I’m going to be giving a talk/tutorial at PyDataLondon 2016 on Friday the 6th of may, if your in London that weekend I would recommend going, there are going to be lots of interesting talks, and if you do go please say hi.
My talk is going to be a hands on, on how to build a pong playing AI, using Q-learning, step by step. Unfortunately training the agents even for very simple games still takes ages and I really wanted to have something training while I do the talk, so I’ve built two little games that I hope should train a bit faster.
This a version of pong with some of visual noise stripped out, no on screen score, no lines around the board. Also when you start you can pass args for the screen width and height and the game play should scale with these. This means you can run it as an 80×80 size screen(or even 40×40) and save to having to do the downsizing of the image when processing.
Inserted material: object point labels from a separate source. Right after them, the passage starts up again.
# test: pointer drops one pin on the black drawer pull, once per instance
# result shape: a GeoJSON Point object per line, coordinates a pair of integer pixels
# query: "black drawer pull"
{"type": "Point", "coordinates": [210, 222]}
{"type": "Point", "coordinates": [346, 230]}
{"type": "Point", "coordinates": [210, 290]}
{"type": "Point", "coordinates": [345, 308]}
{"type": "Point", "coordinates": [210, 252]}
This is an even kinder game than pong. There is only the players paddle and you get points just for hitting the other side of the screen. I’ve found that if you fiddle with the parameters you can start to see reasonable performance in the game with an hour of training(results may vary, massively). That said even after significant training the kinds of results I see are a some way off how well google deepmind report doing. Possibly they are using other tricks not reported in the paper, or just lots of hyper parameter tuning, or there are still more bugs in my implementation(entirely possible, if anyone finds any please submit).
I’ve also checked in some checkpoints of a trained half pong player, if anyone just wants to quickly see it running. Simply run this, from the examples directory.
It performs significantly better than random, though still looks pretty bad compared to a human.
Distance from building our future robot overlords, still significant.